Vacaciones de agua y lumbre

En el pueblo, cuando llegaban las vacaciones de verano, muy pocos podían irse a descansar a la playa, y mucho menos de turismo al extranjero. No había medios ni costumbre. Y, a veces, ni siquiera tiempo libre: las tareas del campo y el cuidado de los animales no son fáciles de «aparcar» ni siquiera por unos días.

Pero para los niños la llegada del calor era motivo de alegría: igual que ahora, estábamos deseando terminar las clases y cambiar la rutina escolar por largas jornadas al aire libre. Todo valía para refrescarse y dar rienda suelta a la «libertad recobrada» después del curso: baños en el río, algún estanque cuya agua se usaba para regar los huertos o el depósito del agua del pueblo. No teníamos grandes piscinas, como la del Parque Sindical donde se reunían los madrileños para remojarse. Muchos de los que nacimos y crecimos en esa época en aldeas del interior no conocimos el mar hasta que fuimos adultos y ya habíamos formado nuestra familia; cuando ya, nosotros sí, empezamos a salir de vacaciones.

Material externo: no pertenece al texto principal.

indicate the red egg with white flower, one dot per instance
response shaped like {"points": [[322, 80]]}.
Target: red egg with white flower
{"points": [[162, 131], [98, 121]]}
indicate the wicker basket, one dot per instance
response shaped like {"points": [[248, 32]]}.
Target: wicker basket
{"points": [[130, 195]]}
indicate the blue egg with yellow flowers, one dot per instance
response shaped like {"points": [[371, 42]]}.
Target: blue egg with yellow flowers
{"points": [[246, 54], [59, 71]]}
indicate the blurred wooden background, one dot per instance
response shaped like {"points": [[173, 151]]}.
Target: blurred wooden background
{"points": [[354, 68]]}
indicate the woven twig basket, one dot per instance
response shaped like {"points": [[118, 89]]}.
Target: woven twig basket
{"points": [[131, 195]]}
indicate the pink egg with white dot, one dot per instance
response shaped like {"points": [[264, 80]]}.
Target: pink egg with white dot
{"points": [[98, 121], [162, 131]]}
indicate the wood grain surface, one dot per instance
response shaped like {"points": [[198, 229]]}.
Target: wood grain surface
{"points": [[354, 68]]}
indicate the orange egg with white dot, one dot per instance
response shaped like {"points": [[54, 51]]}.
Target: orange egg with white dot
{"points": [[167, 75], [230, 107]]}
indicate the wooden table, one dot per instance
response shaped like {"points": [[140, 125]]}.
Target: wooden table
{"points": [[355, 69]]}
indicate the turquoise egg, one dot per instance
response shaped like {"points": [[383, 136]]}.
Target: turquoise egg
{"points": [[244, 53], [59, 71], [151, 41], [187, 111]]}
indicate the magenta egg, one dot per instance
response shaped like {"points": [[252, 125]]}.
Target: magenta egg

Pero era difícil que nuestros padres pudieran llevarnos antes. Ellos mismos apenas habían salido del pueblo tampoco, a veces ni siquiera habían visto Madrid. Tampoco es que los medios de transporte público facilitaran mucho las cosas. Las vacaciones de Navidad eran completamente distintas. Entonces casi nadie hacía viajes en esas fechas. Desde que acabábamos el colegio hasta después de Reyes, salíamos muy poco. Eran fechas para estar recogidos, en familia, al calor de la lumbre.